Der Bundesstaat Mississippi, in dem die Muttersterblichkeit bereits 2017 knapp 30 Prozent über dem US-Durchschnitt lag und der die höchste Rate an Säuglingstoden in den USA zu verzeichnen hat, steht exemplarisch für die Art und Weise, wie die Abtreibungsfrage von konservativen Politiker*innen diskutiert wird: schulterzuckend. Der republikanische Sprecher des Abgeordnetenhauses, Philip Gunn, begegnete dem Vorstoß einiger demokratischer Abgeordneter, die postnatale Versorgung des Programms "Medicaid" von 60 Tagen auf 12 Monate auszuweiten, mit Widerwillen. Es sei nicht klar, dass eine solche Maßnahme kostensenkend wirke, so Gunn. Auf die Frage, ob die Maßnahme nicht die Mutter- und Säuglingssterblichkeit senken könne, erwiderte Gunn: "Ich wüsste nicht, dass das Teil der Debatte ist".

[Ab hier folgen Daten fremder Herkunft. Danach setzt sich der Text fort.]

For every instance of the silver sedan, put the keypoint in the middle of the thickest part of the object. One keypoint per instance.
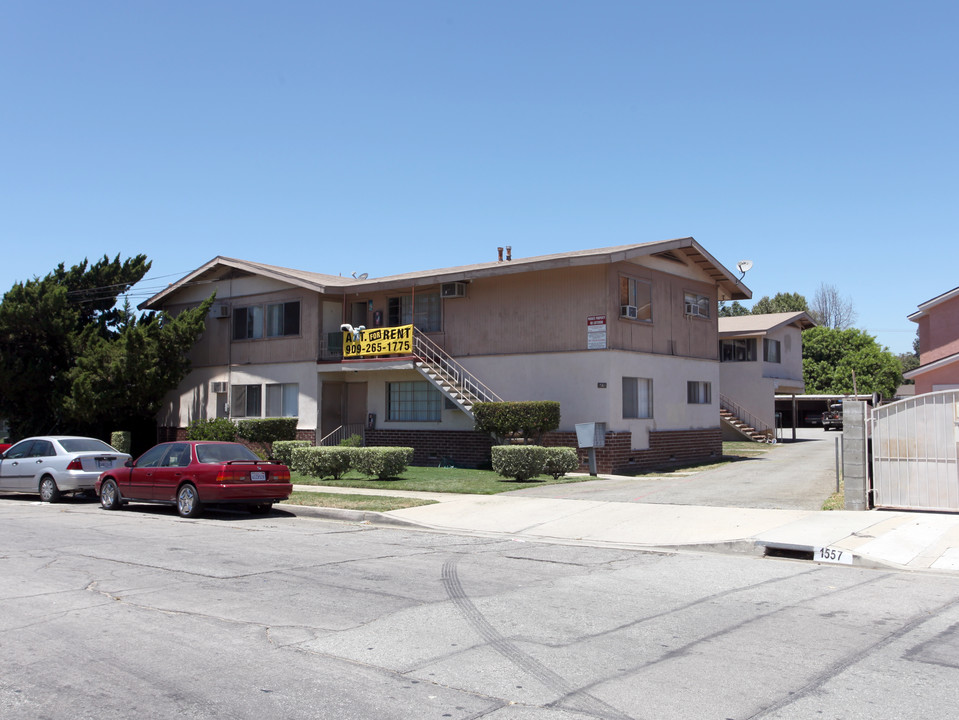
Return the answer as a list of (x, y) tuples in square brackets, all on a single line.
[(56, 464)]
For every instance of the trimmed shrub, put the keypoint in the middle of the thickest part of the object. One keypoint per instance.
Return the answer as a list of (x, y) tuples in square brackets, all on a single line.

Auch das Gender Equity Policy Institute weist auf die eklatanten Logikbrüche abtreibungsfeindlicher Bundesstaaten hin: In selbigen ist es "unwahrscheinlicher, dass sie Gesetze, wie beispielsweise Anspruch auf bezahlte Elternzeit, die die Situation von Müttern und Neugeborenen nachgewiesenermaßen verbessern, erlassen". Warum, das hat Phillip Gunn ja mit Nachdruck klargestellt.